Comissão de Obras da construção do Hospital das Clinicas – 1938
A construção do Hospital das Clínicas foi iniciada sob a supervisão da Comissão de Instalação e Organização do Hospital das Clínicas formada pelos secretário da Educação e Saúde Pública, Mário Guimarães de Barros Lins, o reitor da Universidade de São Paulo, Domingos Rubião Alves Meira, o diretor da Faculdade de Medicina, Ludgero da Cunha Motta e o médico, Odair Pacheco Pedroso. O engenheiro responsável pela obra foi Abrahão Leite, auxiliado pelos engenheiros Guilherme de Amaral Lira, Walfredo de Albuquerque Cavalcanti e pelo arquiteto João Serato. O projeto foi idealizado e construído pela Companhia Construtora Nacional S.A., sob a gerência comercial de Charles Kernen.
Adhemar de Barros
visita obras - 1939
Obelisco comemorativo do início da construção - 1939
O edifício seguiu a mais moderna arquitetura da época.Construído em cimento armado tinha a forma de “H” geminado com uma área física de 4.600 metros quadrados, distribuídos em 11 andares, com capacidade para 1.200 leitos, 207 enfermarias, 17 salas cirúrgicas, 106 quartos de um a dois leitos, 125 conjuntos sanitários e 600 outras dependências.

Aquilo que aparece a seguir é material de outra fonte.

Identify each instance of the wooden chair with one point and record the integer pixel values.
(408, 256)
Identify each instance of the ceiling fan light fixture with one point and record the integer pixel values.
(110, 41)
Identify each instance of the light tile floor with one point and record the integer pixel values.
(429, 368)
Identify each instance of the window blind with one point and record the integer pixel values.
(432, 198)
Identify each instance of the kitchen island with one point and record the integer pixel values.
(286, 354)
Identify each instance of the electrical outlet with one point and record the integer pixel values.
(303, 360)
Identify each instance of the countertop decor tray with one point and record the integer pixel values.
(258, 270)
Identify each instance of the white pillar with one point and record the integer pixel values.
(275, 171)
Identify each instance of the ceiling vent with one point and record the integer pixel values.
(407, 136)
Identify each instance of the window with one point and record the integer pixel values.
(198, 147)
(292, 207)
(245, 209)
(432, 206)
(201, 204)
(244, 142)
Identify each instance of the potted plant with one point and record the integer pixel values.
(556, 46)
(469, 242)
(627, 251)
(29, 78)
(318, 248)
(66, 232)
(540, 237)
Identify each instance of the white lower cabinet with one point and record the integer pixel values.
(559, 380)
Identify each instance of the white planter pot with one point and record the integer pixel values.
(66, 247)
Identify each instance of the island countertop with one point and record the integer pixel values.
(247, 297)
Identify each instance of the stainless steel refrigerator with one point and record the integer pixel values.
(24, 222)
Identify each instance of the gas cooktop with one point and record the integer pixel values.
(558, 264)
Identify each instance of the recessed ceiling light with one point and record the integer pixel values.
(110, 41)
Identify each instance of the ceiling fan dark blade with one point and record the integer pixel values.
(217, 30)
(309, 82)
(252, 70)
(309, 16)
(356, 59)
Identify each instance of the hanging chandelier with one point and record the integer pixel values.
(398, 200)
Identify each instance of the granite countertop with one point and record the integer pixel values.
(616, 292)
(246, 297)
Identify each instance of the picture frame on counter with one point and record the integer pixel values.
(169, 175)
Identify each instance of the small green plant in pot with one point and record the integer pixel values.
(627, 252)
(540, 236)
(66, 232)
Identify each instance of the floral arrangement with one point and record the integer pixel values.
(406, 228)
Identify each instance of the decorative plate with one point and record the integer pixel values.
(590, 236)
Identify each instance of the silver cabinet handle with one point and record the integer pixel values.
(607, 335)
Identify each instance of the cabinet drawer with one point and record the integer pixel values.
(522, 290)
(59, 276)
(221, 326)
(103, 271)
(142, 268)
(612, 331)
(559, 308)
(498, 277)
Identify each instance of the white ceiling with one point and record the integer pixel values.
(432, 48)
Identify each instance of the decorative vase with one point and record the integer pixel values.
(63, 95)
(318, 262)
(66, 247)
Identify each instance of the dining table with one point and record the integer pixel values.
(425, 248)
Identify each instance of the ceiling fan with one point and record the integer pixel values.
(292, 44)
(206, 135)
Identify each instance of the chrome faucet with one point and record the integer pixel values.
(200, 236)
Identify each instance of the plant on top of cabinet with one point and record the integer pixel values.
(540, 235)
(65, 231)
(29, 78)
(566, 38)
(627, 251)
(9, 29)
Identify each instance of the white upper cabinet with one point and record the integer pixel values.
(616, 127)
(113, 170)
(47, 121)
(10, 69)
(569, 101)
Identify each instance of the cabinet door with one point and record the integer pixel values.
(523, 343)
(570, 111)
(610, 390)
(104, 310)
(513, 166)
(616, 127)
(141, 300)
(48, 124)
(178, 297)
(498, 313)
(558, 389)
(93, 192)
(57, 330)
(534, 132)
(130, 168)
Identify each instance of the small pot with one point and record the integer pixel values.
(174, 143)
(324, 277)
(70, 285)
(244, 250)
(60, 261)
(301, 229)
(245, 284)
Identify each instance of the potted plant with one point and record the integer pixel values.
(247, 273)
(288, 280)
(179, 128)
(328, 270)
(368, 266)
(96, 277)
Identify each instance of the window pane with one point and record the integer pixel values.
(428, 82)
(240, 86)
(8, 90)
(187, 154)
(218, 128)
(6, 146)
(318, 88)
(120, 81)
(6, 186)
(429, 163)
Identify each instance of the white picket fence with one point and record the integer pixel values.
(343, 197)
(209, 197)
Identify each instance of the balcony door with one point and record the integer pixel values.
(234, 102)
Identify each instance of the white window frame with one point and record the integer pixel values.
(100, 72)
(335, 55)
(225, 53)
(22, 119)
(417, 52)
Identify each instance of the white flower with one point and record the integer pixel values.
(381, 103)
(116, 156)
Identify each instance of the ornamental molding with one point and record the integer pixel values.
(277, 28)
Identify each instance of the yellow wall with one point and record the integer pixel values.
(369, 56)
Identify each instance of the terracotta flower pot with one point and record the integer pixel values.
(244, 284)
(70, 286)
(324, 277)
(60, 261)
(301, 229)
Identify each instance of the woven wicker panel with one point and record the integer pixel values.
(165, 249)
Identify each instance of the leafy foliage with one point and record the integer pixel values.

O Hospital das Clínicas foi inaugurado em 19 de abril de 1944, pelo interventor federal Fernando Corrêa da Costa, dentro das solenidades comemorativas do aniversário natalício do presidente Getulio Vargas. A cerimônia teve início com o descerramento da cortina que cobria a placa comemorativa onde se lia: “Hospital das Clínicas da Faculdade de Medicina da Universidade de São Paulo, iniciado no governo de Adhemar de Barros em 10 de outubro de 1938, sendo diretor da Faculdade de Medicina o professor L. da Cunha Motta concluído no governo de Fernando Costa em abril de 1944, sendo diretor da Faculdade de Medicina o professor Benedicto Montenegro e do Conselho de Administração o professor F.E.Godoy, chefe do Corpo Clínico”. Após o protocolo cerimonial Fernando de Souza Costa cortou a fita simbólica declarando inaugurado o Hospital das Clínicas. Em seguida as autoridades caminharam pelas dependências do hospital, principalmente onde já existiam pacientes internados.